Als mir Hope dieses Restaurant vorgeschlagen hatte, war in mir sofort die Vorstellung aufgestiegen, wie wir in Mimis und Mylos Fußstapfen treten würden. Eine Liebe, die in einem Yachthafen begann. Allerdings hatten sie Sommer in den Hamptons und nicht Winter am West Side Highway.
Eiskalter Wind wehte vom Hudson herüber, und die dunklen Wellen, die gegen die »Lightship« schlugen, wirkten bedrohlich auf mich. Zum Glück mochte Melinda Abenteuer, tröstete ich mich, nachdem ich endlich an Deck stand.

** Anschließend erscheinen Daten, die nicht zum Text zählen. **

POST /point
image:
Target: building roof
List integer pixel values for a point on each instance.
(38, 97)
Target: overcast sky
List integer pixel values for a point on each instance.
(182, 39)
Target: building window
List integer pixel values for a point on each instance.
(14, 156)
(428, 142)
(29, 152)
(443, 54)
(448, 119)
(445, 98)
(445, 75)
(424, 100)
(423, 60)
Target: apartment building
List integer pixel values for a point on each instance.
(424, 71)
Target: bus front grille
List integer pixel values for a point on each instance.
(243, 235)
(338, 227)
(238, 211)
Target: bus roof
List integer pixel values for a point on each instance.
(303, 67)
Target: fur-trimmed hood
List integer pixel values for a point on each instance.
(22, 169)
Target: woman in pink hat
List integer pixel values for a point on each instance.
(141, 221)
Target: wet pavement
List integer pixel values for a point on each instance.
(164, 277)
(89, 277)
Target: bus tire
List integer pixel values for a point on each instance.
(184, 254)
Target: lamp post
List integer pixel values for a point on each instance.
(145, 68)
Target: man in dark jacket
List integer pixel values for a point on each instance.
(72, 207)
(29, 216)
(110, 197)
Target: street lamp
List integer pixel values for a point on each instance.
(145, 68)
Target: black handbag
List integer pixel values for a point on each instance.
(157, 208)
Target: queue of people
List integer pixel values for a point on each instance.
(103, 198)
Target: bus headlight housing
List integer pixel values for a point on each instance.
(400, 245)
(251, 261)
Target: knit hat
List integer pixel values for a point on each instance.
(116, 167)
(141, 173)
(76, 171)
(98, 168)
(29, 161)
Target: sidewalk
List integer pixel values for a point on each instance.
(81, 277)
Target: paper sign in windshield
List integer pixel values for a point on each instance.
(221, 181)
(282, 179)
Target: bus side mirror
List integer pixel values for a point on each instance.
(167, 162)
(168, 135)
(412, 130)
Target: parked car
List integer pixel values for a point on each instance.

Eine Metalltreppe führte ins Innere. Im Maschinenraum, dessen Wände mit Muscheln besetzt waren, befand sich eine gemütliche Lounge. Es wurde R’n’B gespielt. Von Kerzen gesäumte Laufplanken führten durch den Schiffsrumpf und machten diesen Ort zu einer perfekten Mischung aus Yuppie-Bar und Seemannsgrab.
Melinda war nicht zu sehen, nur ein Haufen sehr modebewusster Zwanzig- und Dreißigjähriger, die alle ganz in Schwarz gekleidet waren. Ich trug meine Standarduniform, ein dunkelgraues Jackett und Jeans, hatte aber wenigstens mein Hemd in die Hose gesteckt.
Ich setzte mich auf einen Hocker an der Bar. Nach ein paar Minuten merkte ich, dass ich darauf wie ein nasser Sack hing, und stand schnell wieder auf. Ich sah auf die Uhr. Fünf nach neun. Morgen früh um acht hatte ich ein Interview, auf das ich mich noch nicht vorbereitet hatte. Einfach nicht darüber nachdenken.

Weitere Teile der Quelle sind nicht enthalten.